教訓 #4: 受け手が知っているものに基づけ

 この観念については既に記事「 抱き合わせ」を書いている。この観点もリチャードから学んだものだ。ゲームを学ぶのはいつでも障壁であり、その障壁を下げるために受け手の知識を使えるのなら使うべきなのだ。


 リチャードがゲームの歴史家であるという話はした通りだ。彼がゲームをプレイするのにそれだけの時間を費やしているのは、ゲームデザイナーとして使える道具を可能な限り手に入れたいと思っているからなのだ。

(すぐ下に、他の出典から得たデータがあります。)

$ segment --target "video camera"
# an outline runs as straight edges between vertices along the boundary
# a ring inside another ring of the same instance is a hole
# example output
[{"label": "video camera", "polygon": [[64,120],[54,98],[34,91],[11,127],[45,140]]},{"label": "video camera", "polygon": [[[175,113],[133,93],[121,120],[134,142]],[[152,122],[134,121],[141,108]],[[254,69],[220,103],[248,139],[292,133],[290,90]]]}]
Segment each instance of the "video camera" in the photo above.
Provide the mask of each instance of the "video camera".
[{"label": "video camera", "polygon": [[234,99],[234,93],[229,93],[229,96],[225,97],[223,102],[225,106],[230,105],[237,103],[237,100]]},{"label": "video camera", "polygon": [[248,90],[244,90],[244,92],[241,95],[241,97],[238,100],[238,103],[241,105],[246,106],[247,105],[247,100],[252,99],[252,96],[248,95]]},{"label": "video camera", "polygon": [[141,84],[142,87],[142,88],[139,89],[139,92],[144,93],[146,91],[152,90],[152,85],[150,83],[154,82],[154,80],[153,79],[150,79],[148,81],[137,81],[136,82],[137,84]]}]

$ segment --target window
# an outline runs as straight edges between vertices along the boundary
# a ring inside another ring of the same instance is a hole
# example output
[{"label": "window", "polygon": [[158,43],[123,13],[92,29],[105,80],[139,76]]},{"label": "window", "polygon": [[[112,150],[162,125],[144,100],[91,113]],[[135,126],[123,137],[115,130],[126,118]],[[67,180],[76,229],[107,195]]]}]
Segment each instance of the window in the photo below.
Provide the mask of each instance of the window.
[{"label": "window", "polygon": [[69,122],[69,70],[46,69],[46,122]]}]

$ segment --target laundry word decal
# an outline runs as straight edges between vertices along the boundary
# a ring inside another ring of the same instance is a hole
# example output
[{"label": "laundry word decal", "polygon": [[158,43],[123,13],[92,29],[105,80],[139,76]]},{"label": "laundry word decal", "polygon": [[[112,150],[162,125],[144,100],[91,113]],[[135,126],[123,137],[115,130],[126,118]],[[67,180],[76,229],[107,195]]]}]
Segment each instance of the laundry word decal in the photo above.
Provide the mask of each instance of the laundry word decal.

教訓 #5: 誰かにプレイテストさせたければ、かかる時間は「15分」と言え

 リチャードがウィザーズで働いていた当時、彼は私のところにやってきてテストプレイしたいかと聞いてくることがよくあった。私がかかる時間を聞くと、彼は決まって「15分」と答えた。そのうち、私も彼が常に同じ答えを返してくると気がついた。試行錯誤を通して、リチャードはこれが一番相手を乗せやすい時間だと学んだのだという。

    可能性のガーフィールド

 今日はここまで。マジックの裏にいる男についていくらかの洞察を得ることを楽しんでもらえたなら幸いである。マジックの仕事をしている中で大きな楽しみの1つはリチャードと友人になる機会を得ることだった。50歳の誕生日おめでとう、リチャード! 様々なことを教えてくれてありがとう、楽しい時間を過ごさせてくれてありがとう、そして、またマジックのデザインがしたければ、いつでもドアは開いているんだ。

 それではまた次回、世界選手権への旅でお会いしよう。

 その日まで、リチャードが私の人生に影響を与えたようにあなたの人生に影響を与える人との出会いがあなたにありますように。